Pour le spirituel, on a édifié une chapelle et nommé un aumônier. Pour le matériel, on a essayé de monter des ateliers ou de mettre en place des systèmes de travail en régie dans l'enceinte de la prison. Ainsi les prisonniers pouvaient-ils « cantiner ».
Bien entendu, il fallait penser « sécurité », jusqu'à l'excès parfois : n'a-t-on pas envisagé de murer quelques cheminées ? Au prétexte que des prisonniers auraient tenté de faire des signaux avec de la fumée ! La raison a pris le dessus avec des arguments de bon sens : les besoins d'aération et de chauffage. Malgré toutes les préoccupations, on pouvait s'évader du Fort du Hâ.

Et les « enfans »? Ils ont couché longtemps dans la Tour carrée, au-dessus de la chambre des femmes.

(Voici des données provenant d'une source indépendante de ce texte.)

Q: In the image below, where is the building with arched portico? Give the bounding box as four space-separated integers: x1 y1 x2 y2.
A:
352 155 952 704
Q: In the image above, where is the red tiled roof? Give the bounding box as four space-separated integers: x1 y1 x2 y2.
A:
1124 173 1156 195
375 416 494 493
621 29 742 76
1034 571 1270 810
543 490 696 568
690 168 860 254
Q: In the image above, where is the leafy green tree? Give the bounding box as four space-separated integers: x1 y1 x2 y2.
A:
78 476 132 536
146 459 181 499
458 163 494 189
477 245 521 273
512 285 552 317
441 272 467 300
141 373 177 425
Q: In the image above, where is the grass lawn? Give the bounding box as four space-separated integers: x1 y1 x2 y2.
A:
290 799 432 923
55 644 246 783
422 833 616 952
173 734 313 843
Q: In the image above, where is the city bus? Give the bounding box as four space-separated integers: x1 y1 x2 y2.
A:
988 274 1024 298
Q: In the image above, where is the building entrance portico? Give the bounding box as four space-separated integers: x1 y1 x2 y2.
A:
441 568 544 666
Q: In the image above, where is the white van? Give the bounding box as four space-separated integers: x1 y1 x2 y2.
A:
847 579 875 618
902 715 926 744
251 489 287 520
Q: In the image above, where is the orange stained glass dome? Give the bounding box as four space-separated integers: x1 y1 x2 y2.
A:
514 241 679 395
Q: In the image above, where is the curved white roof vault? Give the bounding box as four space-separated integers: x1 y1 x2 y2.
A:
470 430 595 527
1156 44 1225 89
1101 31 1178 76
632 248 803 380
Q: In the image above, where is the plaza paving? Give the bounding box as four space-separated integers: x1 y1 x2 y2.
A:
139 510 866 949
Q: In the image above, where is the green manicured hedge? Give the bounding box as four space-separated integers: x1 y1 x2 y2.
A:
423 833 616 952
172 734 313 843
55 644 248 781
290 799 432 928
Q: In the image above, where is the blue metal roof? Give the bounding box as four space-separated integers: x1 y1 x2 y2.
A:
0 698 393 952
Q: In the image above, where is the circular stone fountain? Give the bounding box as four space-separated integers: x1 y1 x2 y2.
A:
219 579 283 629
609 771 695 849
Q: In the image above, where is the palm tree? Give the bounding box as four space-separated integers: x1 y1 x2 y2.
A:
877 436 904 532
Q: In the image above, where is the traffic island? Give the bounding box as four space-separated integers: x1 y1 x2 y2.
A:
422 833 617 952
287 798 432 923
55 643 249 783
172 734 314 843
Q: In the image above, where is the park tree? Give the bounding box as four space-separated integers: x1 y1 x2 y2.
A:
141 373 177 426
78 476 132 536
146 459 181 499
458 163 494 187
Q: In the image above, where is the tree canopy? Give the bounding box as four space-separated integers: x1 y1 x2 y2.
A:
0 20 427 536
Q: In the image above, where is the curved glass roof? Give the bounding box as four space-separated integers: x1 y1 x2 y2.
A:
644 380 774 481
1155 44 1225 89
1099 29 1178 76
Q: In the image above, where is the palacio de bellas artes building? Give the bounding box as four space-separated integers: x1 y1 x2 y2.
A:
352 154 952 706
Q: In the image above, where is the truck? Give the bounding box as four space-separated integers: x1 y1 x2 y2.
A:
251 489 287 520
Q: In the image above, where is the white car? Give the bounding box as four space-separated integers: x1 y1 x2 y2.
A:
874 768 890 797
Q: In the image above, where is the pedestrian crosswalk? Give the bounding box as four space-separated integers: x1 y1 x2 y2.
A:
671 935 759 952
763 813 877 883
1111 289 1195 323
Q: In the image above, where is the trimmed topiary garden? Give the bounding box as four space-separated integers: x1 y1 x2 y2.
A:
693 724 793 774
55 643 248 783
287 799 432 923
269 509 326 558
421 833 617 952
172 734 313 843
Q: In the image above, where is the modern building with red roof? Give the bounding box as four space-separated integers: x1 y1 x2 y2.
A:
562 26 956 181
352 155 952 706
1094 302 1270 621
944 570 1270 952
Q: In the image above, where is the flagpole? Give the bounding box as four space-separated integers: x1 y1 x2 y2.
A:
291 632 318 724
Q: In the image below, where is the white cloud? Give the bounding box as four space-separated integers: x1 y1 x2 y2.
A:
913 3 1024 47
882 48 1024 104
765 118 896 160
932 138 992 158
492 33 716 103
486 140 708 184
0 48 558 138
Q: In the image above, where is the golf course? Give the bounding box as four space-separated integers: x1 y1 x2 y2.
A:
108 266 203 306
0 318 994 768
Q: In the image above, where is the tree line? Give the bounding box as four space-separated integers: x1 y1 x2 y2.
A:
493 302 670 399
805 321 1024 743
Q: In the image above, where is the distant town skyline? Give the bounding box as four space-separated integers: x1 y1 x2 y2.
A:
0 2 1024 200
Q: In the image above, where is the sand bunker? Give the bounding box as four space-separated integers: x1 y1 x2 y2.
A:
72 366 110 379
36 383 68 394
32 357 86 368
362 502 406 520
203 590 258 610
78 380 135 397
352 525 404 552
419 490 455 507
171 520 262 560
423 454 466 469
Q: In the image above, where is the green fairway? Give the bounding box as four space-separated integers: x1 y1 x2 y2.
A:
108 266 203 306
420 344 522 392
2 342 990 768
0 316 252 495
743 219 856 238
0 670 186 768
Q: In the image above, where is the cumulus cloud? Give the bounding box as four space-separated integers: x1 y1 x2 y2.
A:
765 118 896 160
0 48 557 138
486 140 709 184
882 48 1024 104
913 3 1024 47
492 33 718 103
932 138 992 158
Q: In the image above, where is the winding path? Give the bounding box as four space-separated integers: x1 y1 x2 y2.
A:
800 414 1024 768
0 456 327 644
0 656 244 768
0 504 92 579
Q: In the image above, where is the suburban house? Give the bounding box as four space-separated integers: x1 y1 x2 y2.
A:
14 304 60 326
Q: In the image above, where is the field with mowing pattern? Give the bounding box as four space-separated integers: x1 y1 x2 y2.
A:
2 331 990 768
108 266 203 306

Une promiscuité qui ne déplaisait pas pour autant aux intéressés.
« Il y a en plus les enfants qui sont placés dans la Tour Carrée au-dessus de la chambre des femmes ; (ils) peuvent les voir et leur parler au travers du plancher qui se trouve très mauvais et dans le moment qu'ils sont seuls, excités par les femmes, se permettent de part et d'autre des propos les plus indécents et perdent le fruit des bonnes instructions qu'ils reçoivent tous les jours ».
« Il se commet de grands crimes, malgré la surveillance du concierge ». regrettait une soeur de charité qui prenait soin des prisonniers.
Il est regretté qu' « aux heures de la prière et des offices divins », hommes, femmes et enfants se croisaient dans les couloirs et les escaliers ; ils pouvaient échanger « les propos les plus indécents » .
Une note de 1816, rédigée ainsi « il faut mettre une barrière pour éviter que les prisonniers continuent d'aller à la cuisine et sous prétexte d'aller allumer leur cigare, tiennent des conciliabules », suppose une certaine liberté d'aller et venir. Réservée à certaines catégories de prisonniers ?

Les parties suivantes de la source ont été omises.